M+E Europe

EES 2021: Live CGI Showcases the Future of Interactive TV Content

Although just about everybody now owns multiple touchscreen devices that games and other interactive content is used on, what we still can’t do is use those touchscreens and interact with TV and movie content viewed on those devices, according to Live CGI, a software company out to change that.

Gavin Douglas, head of partnerships at Live CGI, used the Diversity & Virtual breakout session “This Isn’t Your Grandfather’s TV Studioat the 21 July inaugural, all-virtual Entertainment Evolution Symposium (EES) event to take us behind the scenes of Live CGI’s interactive virtual TV studio.

Viewers are physically able to reach into the virtual TV studio’s set to shop, bet, play and more, he showed during a demonstration.

Douglas started the session by saying he would be providing a “rapid tour through the world of virtual production” at television studios, interactivity and addressability – three things that he noted are “top of mind in the industry for a lot of people.”

Everybody is using smartphones, PCs and TVs – devices that have interactive, touchable screens – but there has been no touchable interactivity while watching a TV show, he pointed out.

“So we felt very strongly that what we needed to do was bring those interactive moments inside the show, inside the studio, and allow the audience to actually physically reach in to touch the content, to shop, to spin things around, to answer questions, to bet even inside these studios,” he explained.

The cloud-based production studio that Live CGI built works on the same Unreal Engine that has been used for computer and video games, and “cuts traditional production costs by 90 percent because you’re not having to build a very large piece of infrastructure with cables and cameras and operators and lights and reception and everything else,” he said. “This is purely a 360 studio running on a computer.”

For Wimbledon recently, the BBC created a virtual production studio.
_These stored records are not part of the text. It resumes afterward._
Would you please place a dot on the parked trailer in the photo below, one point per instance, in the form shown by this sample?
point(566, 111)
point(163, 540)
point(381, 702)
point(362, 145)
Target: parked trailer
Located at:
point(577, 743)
Although the area with the hosts and what was happening outside the window on set was real, “everything else was completely virtual, and it makes a very small studio seem absolutely enormous,” Douglas pointed out.
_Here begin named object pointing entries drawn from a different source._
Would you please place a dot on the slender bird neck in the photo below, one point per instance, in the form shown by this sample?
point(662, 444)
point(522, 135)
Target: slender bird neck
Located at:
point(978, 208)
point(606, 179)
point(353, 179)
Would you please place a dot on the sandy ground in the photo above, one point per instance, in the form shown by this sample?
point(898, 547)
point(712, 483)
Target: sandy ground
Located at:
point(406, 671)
Another way of using virtual production techniques was demonstrated by Fox with its NASCAR coverage the past two years, which features hosts in front of a green screen and a virtual 3D car that races around a virtual track inside the studio, he noted. The studio created by Fox combines augmented reality with 3D graphics.

But, in both of those cases, viewers still can’t reach in and move anything on the virtual set, Douglas said.

Using an app, however, viewers can reach in and touch the virtual studios created by Live CGI that are initially launching with the Home Shopping Network, he said.

“The beauty about virtual production is this could be the inside of a submarine, it could be the cockpit of an aircraft, it could be a cloud bank, it could be a beach – it could be anything,” he said with a laugh. It can be “whatever is required by the industry,” he noted. However, for now, it’s the inside of a studio.

Live CGI has discovered “there’s three priorities of the people that we’re talking to in the industry,” Douglas said, noting they are: to “drive viewership to their particular show” and engage viewers for longer periods of time; collect data on the viewer’s habits and preferences that affect what happens next; and drive revenue.

During a show that uses a Live CGI virtual set, there can be personalised products that show up on screens in different cities for different viewers based on their age, gender and location, as well as how the viewer watches and bets, according to the company.

During the demo he provided, Douglas noted that “anything in the studio can be made interactive.”

The Entertainment Evolution Symposium event was produced by the Hollywood IT Society (HITS), Pepperdine’s Graziadio Business School, and MESA. The event was sponsored by Whip Media, PacketFabric, 5th Kind, Qumulo, EIDR, Klio and the Trusted Partner Network.